Traction et Startup

La recette magique de la création d’une startup web semble de plus en plus connue, avec des philosophies comme la Lean Startup, le Customer Development, et la palanquée de blogs d’entrepreneurs qui partagent tous les mêmes ressentis sur le sujet.

C’est quoi la traction ?

L’un des ingrédients de cette recette, donc, c’est la « traction ». Par ce terme un peu barbare, on désigne la capacité qu’a une startup, ou le produit (ou service) de cette startup, à toucher ses premiers clients, faire parler, et attirer de plus en plus d’utilisateurs.

La traction, c’est en gros ce moment particulier où la jeune pousse a mis le doigt sur quelque chose qui commence à intéresser au-delà de son cercle de copains, et où de parfaits inconnus utilisent le service, et en parlent. Si l’on reprend la courbe d’adoption des technologies, cela revient à avoir trouvé ses « early adopters« …
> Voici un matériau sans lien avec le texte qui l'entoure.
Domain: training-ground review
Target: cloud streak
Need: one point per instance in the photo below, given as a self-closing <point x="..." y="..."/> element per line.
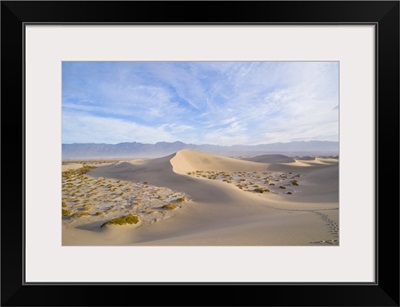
<point x="223" y="103"/>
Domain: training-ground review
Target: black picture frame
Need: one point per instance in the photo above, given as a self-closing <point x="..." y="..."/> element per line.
<point x="383" y="14"/>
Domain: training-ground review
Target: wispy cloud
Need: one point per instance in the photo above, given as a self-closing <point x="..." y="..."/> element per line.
<point x="222" y="103"/>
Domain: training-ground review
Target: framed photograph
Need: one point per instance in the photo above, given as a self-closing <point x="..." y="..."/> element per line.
<point x="241" y="146"/>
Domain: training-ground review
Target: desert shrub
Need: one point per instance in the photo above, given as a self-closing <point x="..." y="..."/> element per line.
<point x="66" y="212"/>
<point x="123" y="220"/>
<point x="170" y="206"/>
<point x="294" y="182"/>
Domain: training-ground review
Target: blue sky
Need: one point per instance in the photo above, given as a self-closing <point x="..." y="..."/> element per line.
<point x="222" y="103"/>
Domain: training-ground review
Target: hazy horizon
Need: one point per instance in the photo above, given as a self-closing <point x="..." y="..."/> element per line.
<point x="222" y="103"/>
<point x="197" y="144"/>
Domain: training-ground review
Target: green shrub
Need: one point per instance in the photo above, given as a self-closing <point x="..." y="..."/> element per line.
<point x="80" y="214"/>
<point x="294" y="182"/>
<point x="261" y="190"/>
<point x="66" y="212"/>
<point x="123" y="220"/>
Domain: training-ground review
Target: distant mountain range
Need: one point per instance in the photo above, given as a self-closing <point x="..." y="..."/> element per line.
<point x="160" y="149"/>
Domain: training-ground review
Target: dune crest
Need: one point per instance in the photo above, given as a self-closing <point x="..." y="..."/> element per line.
<point x="188" y="160"/>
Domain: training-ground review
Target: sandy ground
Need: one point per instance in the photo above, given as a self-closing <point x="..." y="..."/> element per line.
<point x="217" y="201"/>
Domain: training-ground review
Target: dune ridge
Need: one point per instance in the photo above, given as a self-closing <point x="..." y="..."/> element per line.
<point x="221" y="213"/>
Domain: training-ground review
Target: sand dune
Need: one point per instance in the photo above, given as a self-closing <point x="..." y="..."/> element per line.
<point x="221" y="213"/>
<point x="272" y="159"/>
<point x="191" y="160"/>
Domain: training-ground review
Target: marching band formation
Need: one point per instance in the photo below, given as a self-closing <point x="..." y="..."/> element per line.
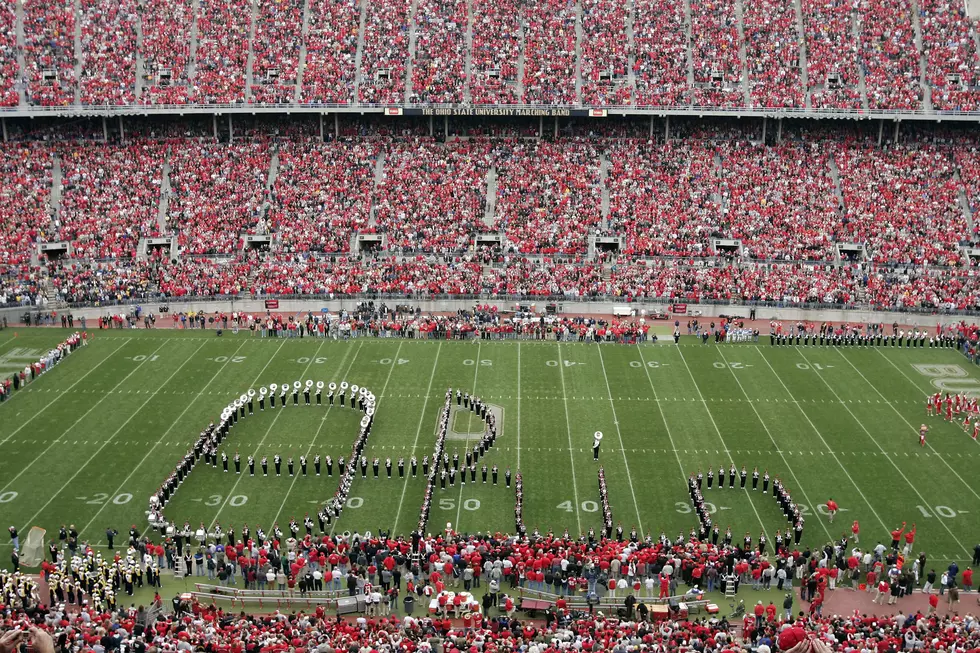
<point x="847" y="335"/>
<point x="446" y="471"/>
<point x="707" y="528"/>
<point x="206" y="448"/>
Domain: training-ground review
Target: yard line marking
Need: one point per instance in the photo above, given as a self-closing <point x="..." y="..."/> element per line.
<point x="418" y="431"/>
<point x="394" y="361"/>
<point x="62" y="392"/>
<point x="160" y="441"/>
<point x="909" y="424"/>
<point x="568" y="427"/>
<point x="469" y="421"/>
<point x="660" y="409"/>
<point x="112" y="437"/>
<point x="888" y="458"/>
<point x="234" y="487"/>
<point x="773" y="440"/>
<point x="721" y="438"/>
<point x="518" y="405"/>
<point x="825" y="443"/>
<point x="320" y="426"/>
<point x="629" y="476"/>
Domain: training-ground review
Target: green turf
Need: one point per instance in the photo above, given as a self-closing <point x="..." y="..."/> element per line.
<point x="90" y="441"/>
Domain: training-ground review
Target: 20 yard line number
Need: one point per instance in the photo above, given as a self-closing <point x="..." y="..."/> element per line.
<point x="944" y="512"/>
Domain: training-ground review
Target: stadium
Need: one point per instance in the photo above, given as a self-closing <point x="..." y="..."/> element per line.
<point x="419" y="325"/>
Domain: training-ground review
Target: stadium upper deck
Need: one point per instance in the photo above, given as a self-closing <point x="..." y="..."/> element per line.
<point x="867" y="57"/>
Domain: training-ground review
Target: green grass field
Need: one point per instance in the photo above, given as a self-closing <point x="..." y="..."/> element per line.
<point x="90" y="441"/>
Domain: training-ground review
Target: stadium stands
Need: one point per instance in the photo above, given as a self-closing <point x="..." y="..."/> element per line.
<point x="868" y="55"/>
<point x="727" y="219"/>
<point x="553" y="567"/>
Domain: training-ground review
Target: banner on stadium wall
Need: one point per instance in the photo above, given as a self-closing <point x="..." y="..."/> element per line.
<point x="495" y="111"/>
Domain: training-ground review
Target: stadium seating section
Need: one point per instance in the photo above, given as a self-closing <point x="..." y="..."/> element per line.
<point x="791" y="204"/>
<point x="770" y="54"/>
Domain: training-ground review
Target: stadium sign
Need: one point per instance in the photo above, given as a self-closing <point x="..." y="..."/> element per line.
<point x="497" y="111"/>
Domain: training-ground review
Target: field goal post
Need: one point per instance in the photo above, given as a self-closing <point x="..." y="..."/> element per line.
<point x="32" y="553"/>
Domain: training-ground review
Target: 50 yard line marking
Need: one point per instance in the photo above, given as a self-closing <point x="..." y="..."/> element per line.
<point x="469" y="421"/>
<point x="320" y="427"/>
<point x="829" y="449"/>
<point x="568" y="426"/>
<point x="629" y="476"/>
<point x="872" y="438"/>
<point x="165" y="434"/>
<point x="418" y="431"/>
<point x="66" y="390"/>
<point x="721" y="438"/>
<point x="377" y="408"/>
<point x="117" y="431"/>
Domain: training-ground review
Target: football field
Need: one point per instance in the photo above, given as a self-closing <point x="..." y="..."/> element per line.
<point x="88" y="442"/>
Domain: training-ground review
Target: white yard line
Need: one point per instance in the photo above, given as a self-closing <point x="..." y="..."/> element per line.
<point x="75" y="423"/>
<point x="571" y="446"/>
<point x="322" y="422"/>
<point x="518" y="406"/>
<point x="913" y="428"/>
<point x="619" y="433"/>
<point x="773" y="440"/>
<point x="680" y="465"/>
<point x="271" y="425"/>
<point x="62" y="392"/>
<point x="117" y="431"/>
<point x="469" y="422"/>
<point x="722" y="440"/>
<point x="377" y="408"/>
<point x="872" y="438"/>
<point x="825" y="444"/>
<point x="418" y="432"/>
<point x="162" y="437"/>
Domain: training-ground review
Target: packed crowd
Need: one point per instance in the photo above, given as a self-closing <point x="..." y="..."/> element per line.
<point x="450" y="562"/>
<point x="738" y="58"/>
<point x="831" y="54"/>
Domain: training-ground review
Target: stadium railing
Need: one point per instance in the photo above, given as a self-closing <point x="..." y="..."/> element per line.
<point x="284" y="598"/>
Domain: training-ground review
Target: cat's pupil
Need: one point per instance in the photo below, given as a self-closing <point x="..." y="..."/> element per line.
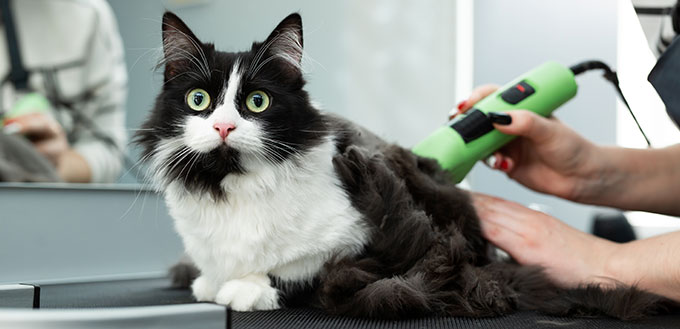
<point x="198" y="98"/>
<point x="258" y="100"/>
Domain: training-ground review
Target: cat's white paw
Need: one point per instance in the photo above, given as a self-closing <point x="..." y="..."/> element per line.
<point x="251" y="293"/>
<point x="204" y="289"/>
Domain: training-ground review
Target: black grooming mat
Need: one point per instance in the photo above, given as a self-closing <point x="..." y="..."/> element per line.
<point x="310" y="318"/>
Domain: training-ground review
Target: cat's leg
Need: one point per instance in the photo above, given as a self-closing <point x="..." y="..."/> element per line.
<point x="250" y="293"/>
<point x="204" y="288"/>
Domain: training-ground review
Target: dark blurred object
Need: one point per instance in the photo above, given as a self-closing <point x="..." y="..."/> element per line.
<point x="666" y="79"/>
<point x="614" y="227"/>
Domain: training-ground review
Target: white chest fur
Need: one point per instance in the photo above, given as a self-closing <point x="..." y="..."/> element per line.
<point x="285" y="220"/>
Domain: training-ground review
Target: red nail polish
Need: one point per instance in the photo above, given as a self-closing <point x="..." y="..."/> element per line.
<point x="461" y="105"/>
<point x="504" y="164"/>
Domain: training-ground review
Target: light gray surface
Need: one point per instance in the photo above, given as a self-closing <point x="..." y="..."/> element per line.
<point x="65" y="232"/>
<point x="511" y="37"/>
<point x="16" y="295"/>
<point x="185" y="316"/>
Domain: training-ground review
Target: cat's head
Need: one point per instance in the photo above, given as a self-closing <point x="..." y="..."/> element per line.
<point x="222" y="113"/>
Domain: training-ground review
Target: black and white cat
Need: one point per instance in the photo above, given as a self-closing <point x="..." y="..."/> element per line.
<point x="273" y="197"/>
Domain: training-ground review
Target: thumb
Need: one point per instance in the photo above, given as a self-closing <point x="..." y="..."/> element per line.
<point x="528" y="124"/>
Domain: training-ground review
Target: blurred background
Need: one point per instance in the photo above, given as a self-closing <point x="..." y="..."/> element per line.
<point x="397" y="67"/>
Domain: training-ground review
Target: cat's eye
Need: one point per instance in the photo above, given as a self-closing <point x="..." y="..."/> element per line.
<point x="257" y="101"/>
<point x="198" y="99"/>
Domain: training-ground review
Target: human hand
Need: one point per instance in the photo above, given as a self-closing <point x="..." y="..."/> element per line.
<point x="43" y="131"/>
<point x="548" y="157"/>
<point x="570" y="257"/>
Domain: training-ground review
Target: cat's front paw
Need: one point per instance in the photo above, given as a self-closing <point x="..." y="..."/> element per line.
<point x="251" y="293"/>
<point x="204" y="289"/>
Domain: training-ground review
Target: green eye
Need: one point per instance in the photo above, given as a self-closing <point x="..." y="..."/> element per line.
<point x="257" y="101"/>
<point x="198" y="99"/>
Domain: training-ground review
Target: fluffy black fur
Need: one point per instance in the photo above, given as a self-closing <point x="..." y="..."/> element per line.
<point x="426" y="255"/>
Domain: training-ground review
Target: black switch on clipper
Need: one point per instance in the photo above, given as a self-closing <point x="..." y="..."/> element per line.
<point x="517" y="92"/>
<point x="474" y="125"/>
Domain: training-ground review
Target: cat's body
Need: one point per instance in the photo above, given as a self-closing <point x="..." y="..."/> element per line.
<point x="285" y="221"/>
<point x="264" y="186"/>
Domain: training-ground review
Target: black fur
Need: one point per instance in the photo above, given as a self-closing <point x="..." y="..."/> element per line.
<point x="426" y="254"/>
<point x="292" y="122"/>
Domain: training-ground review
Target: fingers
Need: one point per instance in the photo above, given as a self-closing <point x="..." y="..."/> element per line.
<point x="475" y="96"/>
<point x="499" y="161"/>
<point x="528" y="124"/>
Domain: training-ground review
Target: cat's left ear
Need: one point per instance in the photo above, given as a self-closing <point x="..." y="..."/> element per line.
<point x="285" y="42"/>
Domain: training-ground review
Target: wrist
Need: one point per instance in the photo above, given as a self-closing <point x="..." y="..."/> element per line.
<point x="598" y="176"/>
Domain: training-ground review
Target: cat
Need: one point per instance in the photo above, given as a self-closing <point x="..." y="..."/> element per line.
<point x="277" y="202"/>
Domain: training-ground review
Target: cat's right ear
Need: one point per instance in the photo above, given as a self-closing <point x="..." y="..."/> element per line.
<point x="181" y="48"/>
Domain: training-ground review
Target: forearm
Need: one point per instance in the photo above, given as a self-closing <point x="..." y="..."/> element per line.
<point x="635" y="179"/>
<point x="650" y="264"/>
<point x="73" y="168"/>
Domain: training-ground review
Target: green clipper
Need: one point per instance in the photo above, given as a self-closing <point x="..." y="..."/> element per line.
<point x="469" y="137"/>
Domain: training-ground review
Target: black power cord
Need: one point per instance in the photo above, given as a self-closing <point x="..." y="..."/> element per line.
<point x="611" y="76"/>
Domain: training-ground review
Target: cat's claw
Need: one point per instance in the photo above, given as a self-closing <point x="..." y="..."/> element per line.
<point x="204" y="289"/>
<point x="251" y="293"/>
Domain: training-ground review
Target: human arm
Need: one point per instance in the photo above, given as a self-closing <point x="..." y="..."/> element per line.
<point x="571" y="257"/>
<point x="99" y="129"/>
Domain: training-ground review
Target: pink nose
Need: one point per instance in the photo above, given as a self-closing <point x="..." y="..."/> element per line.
<point x="224" y="129"/>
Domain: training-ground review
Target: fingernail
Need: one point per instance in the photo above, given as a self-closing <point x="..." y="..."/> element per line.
<point x="491" y="161"/>
<point x="500" y="118"/>
<point x="505" y="164"/>
<point x="461" y="105"/>
<point x="11" y="128"/>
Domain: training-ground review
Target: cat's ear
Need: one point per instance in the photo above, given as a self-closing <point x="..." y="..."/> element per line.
<point x="285" y="42"/>
<point x="181" y="48"/>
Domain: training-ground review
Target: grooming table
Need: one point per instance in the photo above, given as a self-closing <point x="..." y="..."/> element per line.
<point x="62" y="267"/>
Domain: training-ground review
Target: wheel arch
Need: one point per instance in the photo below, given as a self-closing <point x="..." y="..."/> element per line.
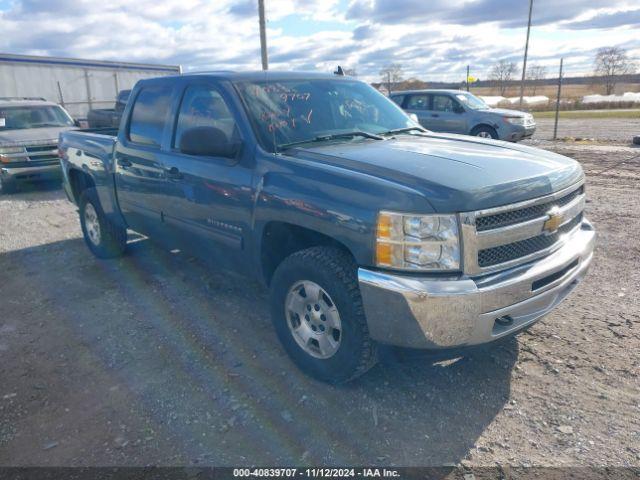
<point x="280" y="239"/>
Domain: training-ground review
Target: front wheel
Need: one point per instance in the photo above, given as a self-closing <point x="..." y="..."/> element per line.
<point x="104" y="238"/>
<point x="484" y="131"/>
<point x="317" y="311"/>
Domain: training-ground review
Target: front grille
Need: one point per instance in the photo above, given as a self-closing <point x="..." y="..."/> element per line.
<point x="513" y="217"/>
<point x="512" y="251"/>
<point x="42" y="153"/>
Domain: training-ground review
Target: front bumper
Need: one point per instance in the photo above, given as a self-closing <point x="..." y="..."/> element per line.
<point x="34" y="173"/>
<point x="440" y="312"/>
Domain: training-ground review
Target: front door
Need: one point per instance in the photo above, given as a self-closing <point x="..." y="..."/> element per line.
<point x="447" y="115"/>
<point x="140" y="178"/>
<point x="210" y="199"/>
<point x="419" y="105"/>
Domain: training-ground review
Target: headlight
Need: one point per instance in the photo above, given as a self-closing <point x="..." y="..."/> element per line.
<point x="9" y="150"/>
<point x="515" y="120"/>
<point x="417" y="242"/>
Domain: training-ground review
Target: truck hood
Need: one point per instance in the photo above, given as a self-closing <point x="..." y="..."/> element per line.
<point x="455" y="173"/>
<point x="28" y="136"/>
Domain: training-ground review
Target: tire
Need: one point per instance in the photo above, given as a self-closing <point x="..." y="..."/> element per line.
<point x="334" y="271"/>
<point x="111" y="239"/>
<point x="484" y="131"/>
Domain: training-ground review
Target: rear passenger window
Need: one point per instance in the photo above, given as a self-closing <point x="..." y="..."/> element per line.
<point x="418" y="102"/>
<point x="203" y="106"/>
<point x="398" y="99"/>
<point x="443" y="103"/>
<point x="149" y="115"/>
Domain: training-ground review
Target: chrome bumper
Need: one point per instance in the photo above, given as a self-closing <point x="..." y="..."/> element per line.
<point x="440" y="312"/>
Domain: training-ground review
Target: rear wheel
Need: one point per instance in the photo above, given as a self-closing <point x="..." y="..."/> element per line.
<point x="318" y="315"/>
<point x="484" y="131"/>
<point x="104" y="238"/>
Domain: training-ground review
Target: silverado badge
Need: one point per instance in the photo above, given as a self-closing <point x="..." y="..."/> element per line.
<point x="554" y="221"/>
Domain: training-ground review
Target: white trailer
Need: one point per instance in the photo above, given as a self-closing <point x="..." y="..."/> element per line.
<point x="78" y="85"/>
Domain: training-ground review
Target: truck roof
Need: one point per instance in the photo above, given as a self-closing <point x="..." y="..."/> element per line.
<point x="427" y="90"/>
<point x="23" y="101"/>
<point x="248" y="76"/>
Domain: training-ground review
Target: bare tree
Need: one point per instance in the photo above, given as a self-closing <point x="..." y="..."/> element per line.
<point x="391" y="74"/>
<point x="502" y="73"/>
<point x="535" y="74"/>
<point x="611" y="62"/>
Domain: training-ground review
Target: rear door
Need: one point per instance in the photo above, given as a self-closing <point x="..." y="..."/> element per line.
<point x="210" y="199"/>
<point x="140" y="177"/>
<point x="447" y="115"/>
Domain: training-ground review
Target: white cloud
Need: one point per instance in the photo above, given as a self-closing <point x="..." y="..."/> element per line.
<point x="435" y="39"/>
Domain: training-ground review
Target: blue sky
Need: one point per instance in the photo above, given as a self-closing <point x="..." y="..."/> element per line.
<point x="432" y="39"/>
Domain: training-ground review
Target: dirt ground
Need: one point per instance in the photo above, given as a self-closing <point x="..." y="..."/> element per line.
<point x="156" y="359"/>
<point x="621" y="130"/>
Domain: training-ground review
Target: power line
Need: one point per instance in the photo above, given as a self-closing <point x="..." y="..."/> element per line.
<point x="526" y="51"/>
<point x="263" y="35"/>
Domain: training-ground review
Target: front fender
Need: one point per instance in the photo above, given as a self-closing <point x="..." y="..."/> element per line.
<point x="340" y="204"/>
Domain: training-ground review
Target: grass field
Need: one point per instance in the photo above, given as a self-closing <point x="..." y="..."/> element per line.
<point x="591" y="114"/>
<point x="568" y="91"/>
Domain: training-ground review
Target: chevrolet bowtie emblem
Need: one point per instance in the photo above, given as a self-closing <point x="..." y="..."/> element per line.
<point x="554" y="221"/>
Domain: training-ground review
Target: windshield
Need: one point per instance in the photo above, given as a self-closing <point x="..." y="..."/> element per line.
<point x="472" y="101"/>
<point x="17" y="118"/>
<point x="294" y="111"/>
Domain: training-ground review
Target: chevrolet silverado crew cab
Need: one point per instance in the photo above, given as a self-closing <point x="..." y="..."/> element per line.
<point x="367" y="228"/>
<point x="29" y="129"/>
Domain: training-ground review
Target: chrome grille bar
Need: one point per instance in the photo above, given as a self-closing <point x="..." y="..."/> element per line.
<point x="488" y="249"/>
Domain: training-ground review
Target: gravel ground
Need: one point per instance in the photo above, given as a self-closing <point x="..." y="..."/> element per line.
<point x="607" y="129"/>
<point x="156" y="359"/>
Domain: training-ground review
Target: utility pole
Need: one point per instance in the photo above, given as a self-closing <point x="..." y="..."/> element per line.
<point x="263" y="36"/>
<point x="526" y="51"/>
<point x="555" y="125"/>
<point x="467" y="78"/>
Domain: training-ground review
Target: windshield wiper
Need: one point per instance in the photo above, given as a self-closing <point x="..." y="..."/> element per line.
<point x="406" y="130"/>
<point x="333" y="136"/>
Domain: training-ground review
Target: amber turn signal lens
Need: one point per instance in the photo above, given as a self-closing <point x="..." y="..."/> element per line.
<point x="383" y="254"/>
<point x="384" y="226"/>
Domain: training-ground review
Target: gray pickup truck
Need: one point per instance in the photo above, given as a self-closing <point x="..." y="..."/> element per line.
<point x="367" y="228"/>
<point x="29" y="129"/>
<point x="456" y="111"/>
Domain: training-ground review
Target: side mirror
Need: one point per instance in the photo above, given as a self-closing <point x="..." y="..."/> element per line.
<point x="208" y="142"/>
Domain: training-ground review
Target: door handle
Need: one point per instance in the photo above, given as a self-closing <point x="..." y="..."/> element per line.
<point x="124" y="162"/>
<point x="173" y="173"/>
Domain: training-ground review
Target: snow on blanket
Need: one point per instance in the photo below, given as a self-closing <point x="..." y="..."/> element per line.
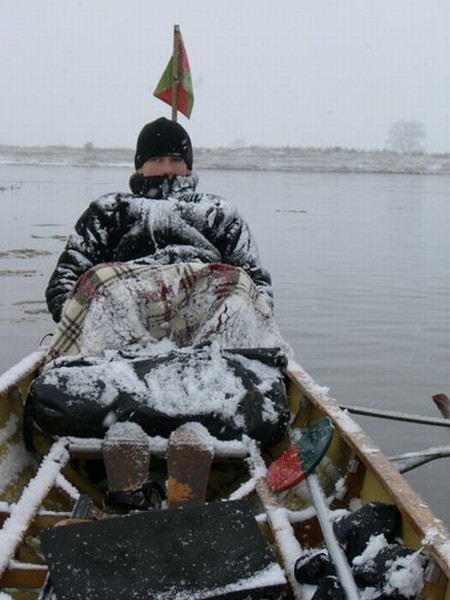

Un danger à cela néanmoins : certains entrepreneurs cherchent à avoir la traction pour la traction en elle-même et donc « forcent » cette phase. Alors que le fait d’obtenir la traction n’est qu’un indicateur parmi d’autres que le produit que l’on a mis au point plaît au marché et a donc une chance de survivre…

Comment obtenir cette sacro-sainte traction ?

Voilà un truc que je retrouve chez la plupart des startups ayant connu une forte traction autour de mois, et qui donc doit en quelque sorte être une règle plus ou moins générale : cela prend du temps pour préparer le terrain à la naissance de la traction, et surtout il faut parvenir à jouer sur tous les fronts à la fois.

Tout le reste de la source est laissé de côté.